The aim of this study is to obtain optimum process condition for using two tower distribution to recycle the waste Propylene Glycol Monomethyl Ether Acetate (PGMEA) that is formed after washing LCD. The optimum process condition for the content of PGMEA, which is dependent variable, at 1st distillation was calculated according to Bottom temperature (BTM temperature), Reflux amount, Feed amount, Feed temperatures, and the optimum process conditions and optimum factors for the content of PGMEA at 2nd distillation according to Bottom temperature (BTM temperature), Reflux amount, Feed amount, Feed temperatures. At 1st distillation, Reflux amount, Feed amount, and Feed temperature are significant variables.
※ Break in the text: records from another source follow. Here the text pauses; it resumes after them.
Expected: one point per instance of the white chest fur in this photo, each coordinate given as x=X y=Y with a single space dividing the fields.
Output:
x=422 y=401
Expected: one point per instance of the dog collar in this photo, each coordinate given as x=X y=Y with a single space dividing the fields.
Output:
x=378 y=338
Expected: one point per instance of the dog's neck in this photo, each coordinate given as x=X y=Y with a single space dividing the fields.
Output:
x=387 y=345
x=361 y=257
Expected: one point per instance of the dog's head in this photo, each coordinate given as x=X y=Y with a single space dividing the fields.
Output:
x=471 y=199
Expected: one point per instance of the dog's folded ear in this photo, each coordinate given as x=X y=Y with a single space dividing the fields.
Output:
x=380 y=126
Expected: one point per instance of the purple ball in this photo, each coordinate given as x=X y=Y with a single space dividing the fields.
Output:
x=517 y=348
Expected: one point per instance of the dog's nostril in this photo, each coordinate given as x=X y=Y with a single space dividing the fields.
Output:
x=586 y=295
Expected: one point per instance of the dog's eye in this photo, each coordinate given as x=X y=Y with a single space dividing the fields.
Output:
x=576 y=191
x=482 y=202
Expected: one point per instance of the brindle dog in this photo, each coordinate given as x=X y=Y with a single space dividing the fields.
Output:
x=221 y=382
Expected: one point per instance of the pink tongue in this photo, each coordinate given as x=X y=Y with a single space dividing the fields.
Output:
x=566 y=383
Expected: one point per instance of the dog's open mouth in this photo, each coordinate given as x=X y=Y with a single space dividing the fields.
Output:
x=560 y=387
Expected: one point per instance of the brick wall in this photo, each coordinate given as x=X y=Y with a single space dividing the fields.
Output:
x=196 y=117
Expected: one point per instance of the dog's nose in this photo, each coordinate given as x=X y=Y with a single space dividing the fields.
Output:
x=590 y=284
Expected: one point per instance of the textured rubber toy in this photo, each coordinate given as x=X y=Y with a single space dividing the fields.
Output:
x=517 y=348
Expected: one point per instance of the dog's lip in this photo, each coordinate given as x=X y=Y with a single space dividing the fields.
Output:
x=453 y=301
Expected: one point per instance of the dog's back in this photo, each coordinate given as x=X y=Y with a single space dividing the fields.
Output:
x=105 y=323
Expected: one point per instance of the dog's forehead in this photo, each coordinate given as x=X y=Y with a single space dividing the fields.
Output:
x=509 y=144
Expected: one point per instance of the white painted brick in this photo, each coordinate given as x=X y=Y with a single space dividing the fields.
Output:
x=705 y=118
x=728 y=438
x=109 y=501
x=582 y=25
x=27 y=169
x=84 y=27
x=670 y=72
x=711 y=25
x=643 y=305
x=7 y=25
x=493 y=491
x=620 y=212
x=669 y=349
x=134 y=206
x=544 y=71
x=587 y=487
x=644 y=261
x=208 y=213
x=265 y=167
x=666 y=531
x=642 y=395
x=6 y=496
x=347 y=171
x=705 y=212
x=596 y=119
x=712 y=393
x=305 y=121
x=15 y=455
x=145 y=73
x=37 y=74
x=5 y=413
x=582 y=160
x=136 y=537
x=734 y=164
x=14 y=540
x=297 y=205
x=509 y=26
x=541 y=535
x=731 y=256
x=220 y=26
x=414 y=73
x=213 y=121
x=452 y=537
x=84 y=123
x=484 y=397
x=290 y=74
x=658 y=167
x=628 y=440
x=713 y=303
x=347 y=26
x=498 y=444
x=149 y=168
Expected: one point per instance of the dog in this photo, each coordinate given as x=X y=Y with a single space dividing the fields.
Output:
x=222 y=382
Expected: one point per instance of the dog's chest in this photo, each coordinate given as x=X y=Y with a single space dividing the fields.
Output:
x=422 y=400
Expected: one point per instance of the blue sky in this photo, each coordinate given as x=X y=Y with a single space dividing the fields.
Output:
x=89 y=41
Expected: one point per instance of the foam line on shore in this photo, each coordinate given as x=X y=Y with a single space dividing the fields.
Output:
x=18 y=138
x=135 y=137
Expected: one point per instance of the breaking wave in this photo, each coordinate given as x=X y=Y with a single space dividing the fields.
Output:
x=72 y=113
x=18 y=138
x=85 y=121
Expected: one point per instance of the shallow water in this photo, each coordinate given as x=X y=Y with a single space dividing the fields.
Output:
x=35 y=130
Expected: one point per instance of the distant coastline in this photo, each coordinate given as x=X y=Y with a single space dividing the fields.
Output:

However, it is found that the BTM temperature range is not significant in the range of process condition used in this study. The optimum process conditions are based on $5700{\ell}$ of Feed amount, $2500{\ell}$ of Reflux amount, $165^{\circ}C$ of BTM temperature, and $130^{\circ}C$ of Feed temperature. For the this condition, the predicted content of PGMEA was calculated as 92.12~94.62%. Significant factors at 2nd distillation are Reflux amount, Feed amount, and BTM temperature. Multicollinearity is between Reflux amount and BTM temperature. BTM was omitted in the multiple regression equation because there is a strong positive correlation between Reflux amount and BTM temperature. Base on $199^{\circ}C$ of BTM temperature, The optimum process conditions are based on $4275{\ell}$ of Feed amount, $6200{\ell}$ of Reflux amount and $130^{\circ}C$ of Feed temperature. In this condition, the predicted content of PGMEA was calculated as 99.0~99.5%.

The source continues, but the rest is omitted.